Обо всем этом Виктор успел подумать еще до выезда из Мокрозаводска, и, обескураженно заметив, что с обратной стороны монумента «Добро пожаловать» отсутствует логичное «Зло убыть», наконец открыл долгожданную бутылку красного сухого вина и сделал большой, вкусный, терпкий глоток. Потянулись мокрые леса, свежие и бодрые как предсмертный порыв, иногда, параллельно появлению вдалеке людских обиталищ, ненавязчиво и мягко пованивало навозом. Осень, сладкая девушка–старушка, катилась вперед.
Деревню Гирвас он выбрал давно. Несколько раз проезжал ее на автомобиле и сумел заметить тугие струи быстрой и полноводной речки за околицей, высокий деревянный мостик с крошащимися перилами и небольшое спокойное озеро вдалеке. В остальном же все — серые бревенчатые дома, оскоминные лодки, перевернутые кверху брюхом на берегу да магазинчик «Водка–гвозди» в центре — было именно тем местом, где он уже два года мечтал провести одну сентябрьскую неделю.
По замыслу эта неделя должна была стать ощутимой, плотной границей между тревожно любимым прошлым и зыбким будущим. Ведь всего месяц оставался до его, Виктора, 30-летия, той жуткой даты, после которой «лучше уже не будет», и только щемящее ощущение острой необратимости последних дней жизни смогло вырвать его из теплой рутины устоявшихся будней и посадить в холодный утренний автобус.
К тридцатилетию он подошел уже довольно зрелым человеком. Много чувств сумел узнать, познать и сложить во внутреннюю копилку, душой отзываясь на прикосновения их, отсюда и память была крепкой. Сам себе Виктор иногда удивлялся и радовался втайне грустной радостью своей успевчивости, и не было никакой в этом гордыни, а лишь сладкая печаль своего накопленного прошлого.

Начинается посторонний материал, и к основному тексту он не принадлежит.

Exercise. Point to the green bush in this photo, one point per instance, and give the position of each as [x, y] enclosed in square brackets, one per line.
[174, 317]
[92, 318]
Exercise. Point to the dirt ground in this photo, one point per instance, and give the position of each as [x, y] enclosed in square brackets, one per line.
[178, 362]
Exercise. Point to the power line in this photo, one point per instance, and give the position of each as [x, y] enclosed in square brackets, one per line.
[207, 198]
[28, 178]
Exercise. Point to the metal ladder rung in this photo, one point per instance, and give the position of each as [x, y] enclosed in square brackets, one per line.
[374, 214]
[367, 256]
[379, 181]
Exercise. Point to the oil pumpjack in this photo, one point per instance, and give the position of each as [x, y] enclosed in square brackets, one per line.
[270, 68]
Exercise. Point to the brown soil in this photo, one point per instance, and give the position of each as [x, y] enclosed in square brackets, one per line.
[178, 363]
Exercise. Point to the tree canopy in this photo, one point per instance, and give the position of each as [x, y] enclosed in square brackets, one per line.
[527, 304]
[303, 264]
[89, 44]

Он сделал еще глоток, уже более привычный и не такой острый, и услужливая память быстро и легко начала перелистывать страницы былого и дум. В их шелесте не было никакой механизменности, потому что не картинки с выставки жизни, не лица и обстоятельства, даже не чувства, придающие прошлому цвета и оттенки, запоминал Виктор, а истины, правды, точки прозрения, ветки и сучья, за которые удается уцепиться и оглядеться на мгновение перед тем, как Великая река понесет тебя дальше. Это была дивная, драгоценная, сверкающая и тяжелая коллекция. Там ласково мерцала нежно–бежевая истина любви с ее первым взглядом, ничего еще не осознающим, но внутренне уже рванувшимся ответить «Да», с безумным моментом первой встречи после долгого ожидания, с солнечной теплотой кожи под твоими ладонями, с замиранием тайного наблюдения за собой: «Вот идет женщина, которую я, наверное, люблю, потому что люблю вот этот поворот ее головы, и то, как она выглядит сзади, я тоже люблю, и выражение лица, где девочка пытается притвориться взрослой». Насыщенно–синяя правда моря мерно дышала, а в ней и жестокий запах соленой воды с оттенками жизни и смерти одновременно, и прыжки палубы под ногами от качки и спирта, и свобода бескрайности. Красивых темных тонов были злые правды: ярко–коричневым было предательство, познанное с обеих сторон; тяжело–багряным веяло от безудержной злобы, когда в каждом кулаке все твои девяносто килограммов, и со свистом врезаются они в туманный образ врага впереди, отстаивая добро ли, зло ли, просто ли себя. Но здесь же была цвета черного бархата правда любви к книге, дрожь в руках от вкусно изданного тома, неудержимая жажда обладания и трепетное, физиологическое наслаждение от первой фразы: «С третьего часа пополудни и почти до заката долгого, тихого, томительно–жаркого, мертвого сентябрьского дня…»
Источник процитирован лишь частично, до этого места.